Alfred Ernest How, Petty Officer Stoker, K/3435, Royal Navy. Alfred was born at Woolwich on 18 August 1886, the son of Michael Ernest How. He married Florence Louise Robinson on 25 December 1907 and the couple lived at 28 Maygrove Road, Brondesbury, Kilburn, where Alfred worked as a butchery manager. He enlisted into the Royal Navy on 21 July 1909, seeing his first service aboard HMS Nelson before being posted aboard the cruiser HMS Roxburgh. He spent most of the war based at HMS Attentive III at Dover, and after the Armistice was posted to HMS Vivid, from where he was attached to the Arabis class minesweeping sloop HMS Wisteria. Alfred was one of the six men drowned when their rowing boat capsized and sank following an altercation at Pembroke Dock on 27 December 1919. The body of the 33-year-old was later recovered and buried in grave U.161 in Llanion Cemetery, Pembroke Dock.

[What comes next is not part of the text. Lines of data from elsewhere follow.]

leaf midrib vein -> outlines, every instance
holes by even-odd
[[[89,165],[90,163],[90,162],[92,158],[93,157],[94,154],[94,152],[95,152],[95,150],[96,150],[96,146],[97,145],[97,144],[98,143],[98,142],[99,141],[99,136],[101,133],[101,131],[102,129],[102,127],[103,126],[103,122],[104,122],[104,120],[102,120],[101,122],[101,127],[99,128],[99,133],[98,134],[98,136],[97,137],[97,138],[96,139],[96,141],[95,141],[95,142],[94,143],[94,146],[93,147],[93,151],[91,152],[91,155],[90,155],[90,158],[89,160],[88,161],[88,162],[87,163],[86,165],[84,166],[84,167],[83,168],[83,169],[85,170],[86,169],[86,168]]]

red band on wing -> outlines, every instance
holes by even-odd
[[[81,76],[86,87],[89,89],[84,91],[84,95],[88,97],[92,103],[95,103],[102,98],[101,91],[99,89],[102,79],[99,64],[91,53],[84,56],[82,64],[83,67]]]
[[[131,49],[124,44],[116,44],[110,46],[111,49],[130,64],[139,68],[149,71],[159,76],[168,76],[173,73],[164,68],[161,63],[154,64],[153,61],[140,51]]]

Francis William John Patterson, Artificer Engineer, Royal Navy. Francis was born at Newcastle on 27 March 1879, the son of William George Patterson and Emily Jane Patterson. He married in 1902 and just two years later left his family behind, enlisting into the Royal Navy on 28 May 1904. During the coming years he served aboard a number of ships and shore establishments and upon the declaration of war was serving aboard the cruiser HMS Boadicea, which had been built at Pembroke Dockyard in 1907-1908. He then served at Pembroke Dock until 22 January 1916 when he was posted aboard the Invincible Class Battlecruiser HMS Indomitable. She had an interesting war, taking part in the Battle of Dogger Bank and the Battle of Jutland and in 1919 was part of the Nore Reserve at Pembroke Dock. Francis was the man attacked by John Tyler during the altercation aboard the rowing boat in Pembroke Dock which caused it to capsize and sink on 27 December 1919, leading to the loss of six lives. The body of the 40-year-old was washed ashore at Sandy Haven on 20 January 1920 and he was buried at Llanion Cemetery, Pembroke Dock, in grave V. 33. Francis had been awarded the French Medaille Militaire for his good work during the Battle of Jutland in 1916.

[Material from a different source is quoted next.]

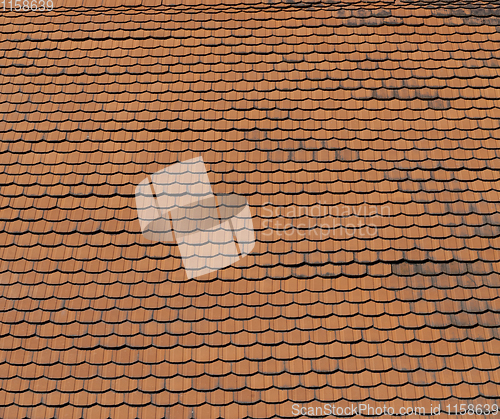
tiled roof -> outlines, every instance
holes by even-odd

Patrick Ronayne, Able Seaman, Mercantile Marine. Patrick was born on 25 March 1894, the son of Patrick and Mary Ronayne, of Rathcoursey, Middleton, Co. Cork. He served with the Mercantile Marine aboard the Belgol class tanker RFA Francol. On the night of 27 December 1919 Patrick was among seven men who were aboard the rowing boat, returning to their ships when an argument broke out and the resulting altercation saw the boat capsize. Patrick managed to cling to the hull of the overturned boat and call for help but has fallen unconscious before being pulled to shore at Hazelbeach by two local men who had heard his cries and died an hour later, despite their attempts to save him. He was 27 years old and is buried in grave V.31 in Llanion Cemetery, Pembroke Dock.

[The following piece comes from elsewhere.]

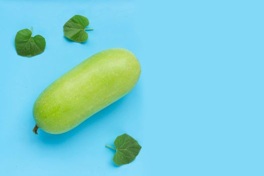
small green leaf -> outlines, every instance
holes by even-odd
[[[43,52],[46,41],[41,35],[32,37],[31,28],[31,31],[25,29],[18,32],[15,39],[15,45],[17,53],[20,56],[33,57]]]
[[[78,43],[85,42],[88,39],[88,34],[85,30],[93,30],[93,29],[85,28],[89,25],[87,18],[74,15],[63,26],[64,36],[70,40]]]
[[[128,164],[137,156],[141,146],[130,136],[123,134],[118,136],[114,142],[116,148],[106,145],[107,147],[116,150],[113,160],[117,165]]]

Charles Sheeran, Greaser, Mercantile Marine. Charles was born on 29 July 1889, the son of John and Sarah Sheeran, of 35, Back West End, Bangor, Caernarvonshire. He had worked as a shop porter and enlisted into the Denbighshire Yeomanry (Territorials) on 10 February 1913. He attended his first annual camp at Llangammarch Wells the following year and following the outbreak of war was among a number of men of the regiment attached for duty to the Armstrong Whitworth factory. He served with the Yeomanry until 9 March 1917 when he left and joined the Mercantile Marine and was posted aboard the Belgol class tanker RFA Francol. Charles was one of the six men drowned when their rowing boat capsized following an altercation on 27 December 1919. He was 31 years old and is buried in grave V.37 in Llanion Cemetery, Pembroke Dock. His elder brother, Thomas Sheeran, was killed in France on 2 May 1915.
John Tyler, Ordinary Seaman, 883964, Mercantile Marine Reserve. John was the son of Mr and Mrs Tyler, of 69, Collin Road, Mutal House, London. He was serving with the Mercantile Marine aboard the Belgol Class tanker RFA Francol and married Gladys Harries at Pembroke Dock in the summer of 1919. He had been ashore with a small party of men from his ship and was one of seven men aboard the rowing boat on the night of 27 December 1919 when he began arguing with Francis Patterson and attacked him about 100 yards out. In the resulting melee the boat capsized and sank, drowning six of the men aboard, including John. The body of the 19-year-old was never found and he is commemorated on panel 32 of the Plymouth Naval Memorial, Hampshire.